Getting the Most Out Of an Organic Soil
You’ve been pricing different potting soils, trying to decide which one to invest in; how do you choose?
Our first piece of advice is not to buy high-priced soil that “contains mycorrhizae.” Beneficial fungi are great, but they can’t live in a bag of soil. They need a root zone to glom onto and create a colony. Also, bags of soil usually reach temperatures too high for mycorrhizae to survive in. If you buy soil advertising that it has mycorrhizae, you’re paying extra for something that’s probably already dead (sad, right??).

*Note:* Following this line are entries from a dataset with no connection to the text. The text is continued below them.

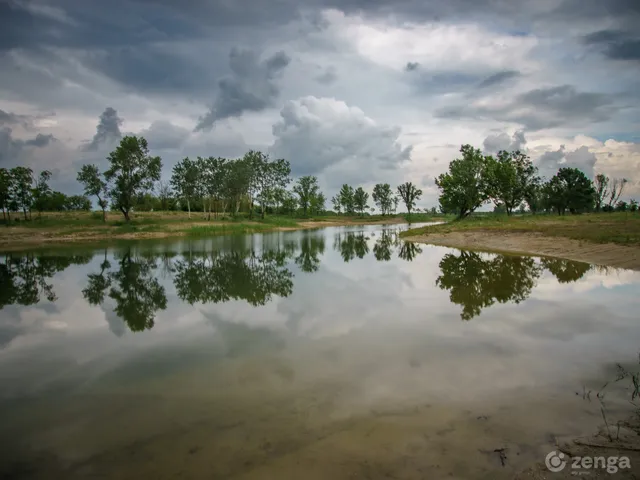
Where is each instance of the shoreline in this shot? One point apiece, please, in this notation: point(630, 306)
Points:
point(536, 244)
point(27, 238)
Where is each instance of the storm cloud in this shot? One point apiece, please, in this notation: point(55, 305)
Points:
point(358, 91)
point(251, 87)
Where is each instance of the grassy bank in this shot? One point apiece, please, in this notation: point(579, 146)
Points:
point(622, 228)
point(88, 226)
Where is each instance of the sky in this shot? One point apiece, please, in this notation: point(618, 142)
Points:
point(356, 91)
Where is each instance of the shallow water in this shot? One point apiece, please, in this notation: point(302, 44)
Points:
point(333, 353)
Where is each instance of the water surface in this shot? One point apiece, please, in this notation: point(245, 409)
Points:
point(333, 353)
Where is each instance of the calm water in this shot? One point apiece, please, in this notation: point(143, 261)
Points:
point(335, 353)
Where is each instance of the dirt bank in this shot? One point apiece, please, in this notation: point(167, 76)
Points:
point(608, 254)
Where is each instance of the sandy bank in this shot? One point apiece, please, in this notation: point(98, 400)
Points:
point(608, 254)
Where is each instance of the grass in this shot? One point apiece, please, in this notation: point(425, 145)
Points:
point(89, 227)
point(621, 227)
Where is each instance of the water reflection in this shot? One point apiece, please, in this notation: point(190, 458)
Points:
point(476, 281)
point(24, 279)
point(132, 285)
point(213, 277)
point(351, 245)
point(236, 268)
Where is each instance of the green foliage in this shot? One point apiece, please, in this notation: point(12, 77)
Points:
point(6, 190)
point(132, 171)
point(21, 193)
point(361, 200)
point(570, 189)
point(306, 188)
point(463, 187)
point(185, 179)
point(346, 195)
point(94, 186)
point(510, 179)
point(409, 194)
point(383, 197)
point(41, 191)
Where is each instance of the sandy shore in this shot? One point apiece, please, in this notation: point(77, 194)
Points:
point(607, 254)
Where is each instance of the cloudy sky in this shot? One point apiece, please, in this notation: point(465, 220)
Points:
point(353, 91)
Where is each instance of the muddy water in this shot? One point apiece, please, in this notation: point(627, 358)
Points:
point(336, 353)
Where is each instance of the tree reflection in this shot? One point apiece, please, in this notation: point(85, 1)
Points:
point(351, 245)
point(220, 277)
point(566, 271)
point(476, 283)
point(409, 251)
point(382, 247)
point(25, 279)
point(311, 246)
point(133, 286)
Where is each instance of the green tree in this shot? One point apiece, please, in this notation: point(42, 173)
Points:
point(6, 189)
point(164, 195)
point(360, 200)
point(132, 171)
point(462, 188)
point(346, 195)
point(77, 203)
point(409, 194)
point(383, 197)
point(41, 192)
point(184, 181)
point(317, 203)
point(21, 193)
point(509, 178)
point(337, 206)
point(306, 188)
point(601, 187)
point(268, 177)
point(570, 189)
point(90, 178)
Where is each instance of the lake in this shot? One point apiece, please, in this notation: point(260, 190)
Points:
point(333, 353)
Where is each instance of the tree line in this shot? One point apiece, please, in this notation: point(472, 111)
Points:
point(22, 191)
point(212, 185)
point(511, 182)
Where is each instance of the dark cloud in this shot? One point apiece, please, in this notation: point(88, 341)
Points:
point(12, 149)
point(40, 140)
point(10, 118)
point(163, 135)
point(316, 134)
point(108, 130)
point(411, 66)
point(581, 158)
point(498, 78)
point(327, 77)
point(250, 88)
point(542, 108)
point(502, 141)
point(615, 44)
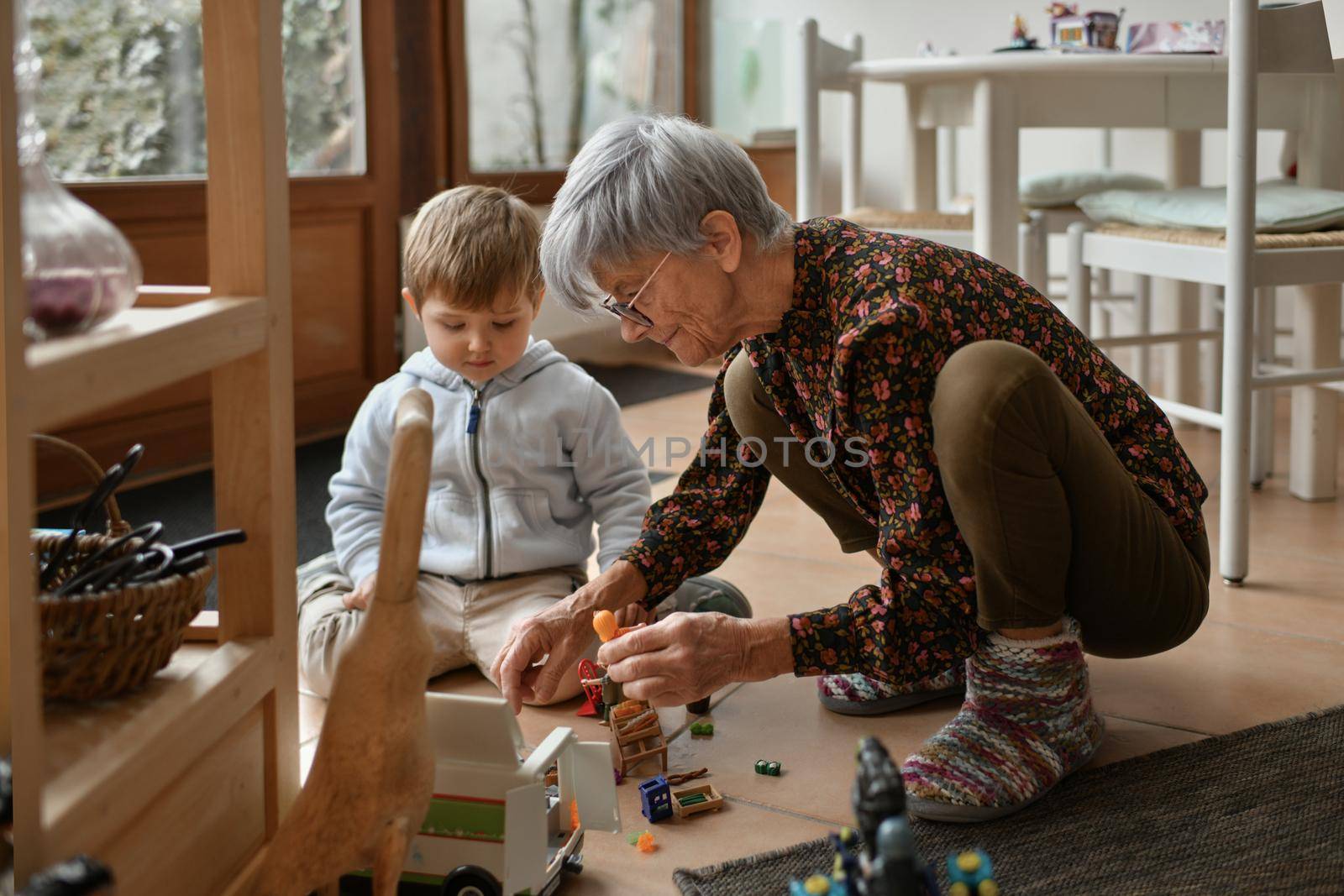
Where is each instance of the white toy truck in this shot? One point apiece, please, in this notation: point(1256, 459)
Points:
point(494, 825)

Next, look for a soil formula composed of a broad spectrum of amendments. Feeding your plants with lots of different goodies is a better strategy than hitting them repeatedly with just one component. Think of how plants grow in the wild: they eat anything and everything that is peed, pooped, or has died on top of them! They pick up whatever particulates rain drops on them (hopefully beneficial ones), and they ingest matter from other plants that are decomposing around them. Plants do not naturally adhere to a meat-and-potatoes diet; they like variety. Check out the descriptions for our Gaia’s Gift and Zen Blend to see examples of well-rounded soil formulas.
Back to our first point—if you want boost results with an organic potting soil, inoculate with mycorrhizae and beneficial bacteria during transplant, and even after. Then, help these critters thrive and create a healthy rhizophere by feeding them with liquid fish. Even better, feed them with compost tea several times throughout the growing season! We advocate this strategy because microbial action makes the nutrients in your soil more available to your plants. As you add beneficial bacteria, fungi, etc., they multiply, eat the nutrients, and spew them out in a form better suited to plant uptake. Certain bacteria, such as those in the Bacillus family, also help protect against root blight and systemic powdery mildew, so you’re doing a long-term strategy just by creating a strong root zone.
Let’s say you invested in really good soil last spring, and you want to save some money this upcoming grow season.
You may be able to cut costs by reusing your soil! While we would love it if all our customers purchased dozens of yards of brand-new soil every year, we also want them to get the best bang for their buck and use sustainable methods. High-quality potting soils, especially ones based on coconut coir and/or peat moss, are reusable for several years. As time goes on, the particles do break down and reduce air porosity and drainage, but it takes time for that to happen. For the first three or so years, the drainage and porosity are usually adequate, which means all you really need to do is re-amend the soil. To that end, we released a brand-new product in spring 2018: Refresh 6-6-3. It’s essentially the same amendment package that goes into our Gaia’s Gift potting soil but in slightly different ratios. It has a great NPK for vegetative season, and it’s good for tilling in or top-dressing. It’s multi-purpose, too! Add what you need to your grow operation, then spread the leftovers in your melon patch (or other edible that likes a nice nitrogen kick). If you prefer to tailor your own amendment package, we recommend the addition of slow-release meals and minerals as well as materials containing soluble nitrogen, such as composted chicken manure, blood meal, fish bone meal, and alfalfa meal. Good examples of slow-release materials are soybean meal, crustacean meal, feather meal, seabird guano, and pelletized chicken manure.
If re-amending isn’t for you, we suggest one more way to get the most out of your soil: repurpose once-used soil to grow flowers. We have a customer who reuses season-old Gaia’s Gift to grow amazingly healthy petunias, dahlias, and other flowers.
His property is abundant in pollinators thanks to this ingenious sustainability, and we’re pretty sure those little ladies are just as happy about it as he is! If cultivated flowers are too much to add to your plate, try a simple packet of assorted wildflower seeds and broadcast them on a heap of used soil. If they’re native species, they should do fine with just a little water and likely won’t need any care. On the pollinator crisis and its causes, I once heard a honeybee expert say, “The world would be a different place if everyone just went home and planted some flowers.” What have you got to lose? If you have the soil, get more out of it by giving back to the creatures that sustain our food crops!